個人ではなく文化、薄いデータより厚いデータを見る

その文化や社会的文脈は、人々によって共有された、言葉や数字では表現仕切れない暗黙知そのものだ。それを探求し、洞察するには、表層的な市場調査の形式知のデータなどをサイエンスとして分析するばかりでなく、自らを社会的文脈に投じ、そこで共有されている暗黙知を直観するというアートの世界に入らなければならない。そのセンスメイキングをビジネスにおいて実践する際の具体的な方法として、著者は次の五つの原則をあげる。

(1)「個人」ではなく「文化」を

顧客を、経済的な計算にもとづいてのみ行動する「合理的な個人」としてではなく、現実の社会的文脈=文化と切り離せない「心で動く文化的存在」としてとらえなければならない。

(2)「薄いデータ」ではなく「厚いデータ」を

データも、顧客の行動の痕跡から得られる市場分析の定量的な「薄いデータ」(典型がビッグデータ)だけでなく、顧客が社会的文脈=文化とどのような関係性を持っているかという定性的な「厚いデータ」に目を向けなければならない。

(3)「動物園」ではなく「サバンナ」を

「薄いデータ」から論理分析的に顧客像を抽出するのではなく、日常の「生活世界」に生きる顧客を「ありのまま」にとらえなければならない。

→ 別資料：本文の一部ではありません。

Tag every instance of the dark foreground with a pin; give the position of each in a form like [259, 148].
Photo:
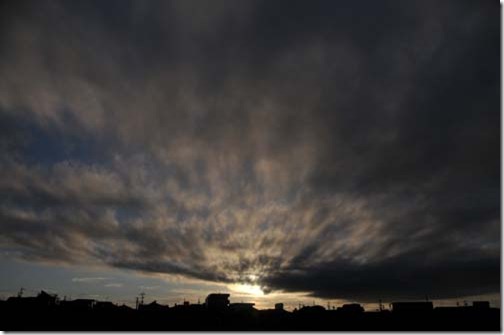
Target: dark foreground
[198, 317]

これらの(1)~(3)の原則は、顧客に対するアプローチの仕方を説くのに対し、次の(4)~(5)の原則は、つくり手もしくは売り手に求められる発想のあり方を示す。

生産より創造性、GPSではなく北極星

(4)「生産」ではなく「創造性」を

これまでにないものをつくり出す創造的なアイデアを生むには、発想を非連続にジャンプさせる“跳ぶ仮説=ひらめき”が求められる。これを「アブダクション(仮説生成)」と呼ぶ。アブダクションは、市場環境を科学的に分析するのではなく、社会的文脈に入り込み、自らを環境と一体化させるなかで立ち現れる。

(5)「GPS」ではなく「北極星」を

つくり手や売り手は、「薄いデータ」によるアルゴリズム的思考でその都度、分析的に解を導き出すことより、社会的文脈のなかで自分たちはどこに向かい、顧客とどう向き合うのかという立ち位置を明確にしなければならない。要はデジタルだけでなく、アナログの世界観を大切にしろと。